Вставал Антон Иванович раньше всех, в семь утра. Открывал ставни, шел на двор за углем и растапливал печи и плиту. Ксения Васильевна варила кофе, подавала завтрак. Потом дружно убирались. Антон Иванович отвечал за подметание полов, дед жены – за вытирание пыли. Приборка кухни, чистка картошки, все, что связано с готовкой еды, лежало на Ксении Васильевне. Нянька хлопотала только с Мариной.
Ксения Васильевна поглядывала за приближающимся к полувеку своей жизни мужем и говорила:
– Моцион ему нужен, засядет за писание, его уже никакими силами не вытянешь погулять.
Антон Иванович был совершенно замкнут домом в брюссельском предместье, но на него обращали внимание. Своим демонстративным отъездом из Англии Деникин, который «бил большевиков» и послал к черту британцев, навел на мысль здешнюю власть, что и ей не поздоровится. Его вызвали в Брюссель в административное учреждение и учтиво попросили дать подписку: на территории Бельгии не будет заниматься активной политикой.

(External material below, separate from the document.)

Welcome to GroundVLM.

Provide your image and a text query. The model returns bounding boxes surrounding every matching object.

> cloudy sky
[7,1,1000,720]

Генерал мрачно бумагу подписал, а вскоре отправил письмо министру юстиции бельгийского правительства Эмилю Вандервельде. Этого известного социалиста Деникин знал с апреля 1917 года, когда тот приезжал к нему в Могилев, в Ставку Верховного на переговоры. В письме Вандервельде Антон Иванович указывал:
Мне невольно приходит на память эпизод из прошлого, как в 1917 году в качестве начальника штаба Верховного Главнокомандующего российскими армиями я принимал у себя в Ставке бельгийского министра Вандервельде. Он был несчастлив тогда, человек без родины, представитель правительства без страны, в сущности такой же политический эмигрант, как теперь многие русские. Ведь Бельгия тогда была растоптана врагами также, как сейчас Россия. Но мы сделали все возможное, чтобы не дать почувствовать господину Вандервельде ни в малейшей степени тягости его положения. Ибо мы разделяли искренне горе Вашей страны и ее героической армии.
Я не ожидал и не искал внимания. Но был уверен, что русский генерал будет огражден в Бельгии от унижения. Я имею в виду не только свою роль как Главнокомандующего Вооруженными Силами Юга России – вокруг этого вопроса сплелось слишком много клеветы и непонимания… Но я говорю о себе как о бывшем начальнике штаба Верховного Главнокомандующего, как о главнокомандующем русскими фронтами в мировую войну, наконец, как о генерале союзной вам армии, полки которого в первые два года войны вывели из строя австро-германцев много десятков тысяч воинов.